Cette relance, présentée comme une priorité par M. Hajjar, intervient alors que le Liban fait face à une recrudescence alarmante des accidents de la route. 

La Commission, présidée par le ministère de l’Intérieur, mais relevant également du Conseil national de la sécurité routière, présidé par le Premier ministre, Nawaf Salam, concentre désormais ses efforts sur la coordination des données, l’amélioration des infrastructures et le renforcement des contrôles.
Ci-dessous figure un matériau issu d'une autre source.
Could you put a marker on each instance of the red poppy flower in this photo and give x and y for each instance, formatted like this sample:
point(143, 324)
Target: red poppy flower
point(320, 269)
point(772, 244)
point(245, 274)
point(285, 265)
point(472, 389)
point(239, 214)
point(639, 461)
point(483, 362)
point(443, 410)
L’enjeu dépasse la seule dimension technique: il met en lumière la capacité – ou l’incapacité – de l’État à faire de la sécurité routière une politique publique suivie.

Des chiffres alarmants

Selon la YASA, 876 accidents ont été enregistrés entre janvier et fin mai 2025, causant 162 décès et faisant 1.034 blessés. Sur les six premiers mois de l’année, on dénombre 6.000 blessés et 207 morts, contre 5.400 blessés et 154 morts sur la même période en 2024. La tendance est clairement à la hausse, sans signe d’inversion.
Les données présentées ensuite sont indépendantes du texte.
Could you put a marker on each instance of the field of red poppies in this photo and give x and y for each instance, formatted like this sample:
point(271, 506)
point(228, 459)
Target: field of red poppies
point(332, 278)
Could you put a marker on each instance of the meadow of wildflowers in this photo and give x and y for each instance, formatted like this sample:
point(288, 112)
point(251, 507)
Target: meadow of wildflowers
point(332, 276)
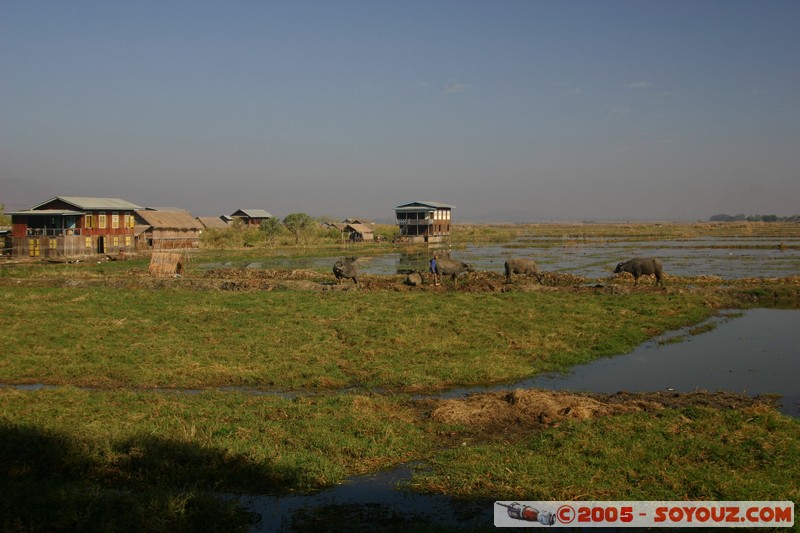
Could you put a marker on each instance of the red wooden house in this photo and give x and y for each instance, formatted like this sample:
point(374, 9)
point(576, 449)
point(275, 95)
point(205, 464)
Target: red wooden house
point(67, 226)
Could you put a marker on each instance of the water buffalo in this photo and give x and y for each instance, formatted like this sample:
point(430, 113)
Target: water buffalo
point(642, 266)
point(345, 270)
point(522, 266)
point(449, 267)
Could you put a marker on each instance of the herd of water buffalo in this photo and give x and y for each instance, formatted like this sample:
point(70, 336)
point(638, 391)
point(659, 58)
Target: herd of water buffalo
point(638, 267)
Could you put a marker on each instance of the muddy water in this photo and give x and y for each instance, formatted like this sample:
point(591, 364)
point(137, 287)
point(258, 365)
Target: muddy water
point(728, 258)
point(757, 352)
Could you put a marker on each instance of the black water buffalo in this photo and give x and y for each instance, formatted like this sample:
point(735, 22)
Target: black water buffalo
point(522, 266)
point(642, 266)
point(449, 267)
point(345, 270)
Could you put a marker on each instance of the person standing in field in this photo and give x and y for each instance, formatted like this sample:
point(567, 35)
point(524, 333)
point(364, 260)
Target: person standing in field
point(434, 275)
Les mois d’été amplifient ce phénomène, en raison de la fermeture des écoles et de l’afflux de visiteurs qui entraînent une circulation plus dense. 

Sur les routes, les violations du Code de la route se multiplient: excès de vitesse, conduite en état d’ivresse, distraction au volant liée à l’usage du téléphone, absence de casque pour les motards, y compris chez les enfants. Mais il ne faut pas non plus oublier les problèmes d’infrastructure et plus particulièrement l’absence d’éclairage, notamment sur les routes de montagnes, et de balisages, là où les conducteurs devraient être alertés de problèmes potentiels, partout dans le pays, sans compter le mauvais état des routes.

Un problème structurel

Les données du Centre national de la recherche scientifique (CNRS) pour 2022 montrent que les problèmes sont structurels. Les accidents se concentrent à Beyrouth, à Nabatiyé et à Zahlé, avec une forte récurrence le long du littoral, notamment à Jounieh, Batroun, Tripoli, Byblos et Tyr.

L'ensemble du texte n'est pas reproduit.